The trees that fell in the face of gusts that hit 85 mph in the Pikes Peak region included a towering evergreen that smashed a house near Cheyenne Road and O'Malley Place near Cheyenne Mountain Junior High School.
"You are getting brute force winds off the mountains and blowing downslope," said Makoto Moore, a forecaster with the National Weather Service in Pueblo.
The gusts were driven by a shift in the jet stream that shot the fast moving air through the Pikes Peak region. While the wind did serious damage in some areas, it also melted away what snow was left on the ground from recent storms as high temperatures in Colorado Springs neared 60 degrees.
The gusts did cool off the ardor of some nature lovers who turned out for the annual Bighorn Sheep Day at Garden of the Gods.
Scores of people gather every February to honor Colorado's state animal and spot a few of them in Queen's Canyon, just north of the park.
Eleven of the sheep were spotted by early birds, but then the wind gained force.
"When the wind picked up, they went away," said state Department of Parks and Wildlife volunteer Jeremy Agnew.
Sheep enthusiasts explained that the animals can tolerate almost anything - a herd of 70 survived the Waldo Canyon fire in 2012. But they loathe wind, which reduces their ability to listen for predators.
Bighorn will find Sunday more to their liking. The wind will stick around, but gusts are expected to stay at relatively sedate speeds of 20 mph as temperatures hover near 60 degrees.
Saturday's gusts produced consistent speeds of 65-75 mph at the Air Force Academy and caused mayhem through the region.
"It was picking up garbage cans and barbecues if they weren't tied down," Moore said.
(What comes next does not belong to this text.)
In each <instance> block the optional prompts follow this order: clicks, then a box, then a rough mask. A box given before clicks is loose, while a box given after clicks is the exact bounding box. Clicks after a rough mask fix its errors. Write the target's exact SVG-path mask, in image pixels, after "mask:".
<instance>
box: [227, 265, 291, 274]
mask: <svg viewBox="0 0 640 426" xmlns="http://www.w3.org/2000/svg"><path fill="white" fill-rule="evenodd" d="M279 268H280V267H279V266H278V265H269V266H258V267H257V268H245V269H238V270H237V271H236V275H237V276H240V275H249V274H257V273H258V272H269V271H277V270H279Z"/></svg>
To the south of Colorado Springs, visibility on Interstate 25 and other highways was reduced to 400 yards by blowing dust from agricultural fields, Moore said.
Winds died down after noon, and high wind warnings for the region were allowed to expire.
Gusts in the 20s and 30s are expected to stick around for much of the week.
The next storm system is due to sweep through the region Wednesday, bringing a 20 percent chance of rain or snow showers.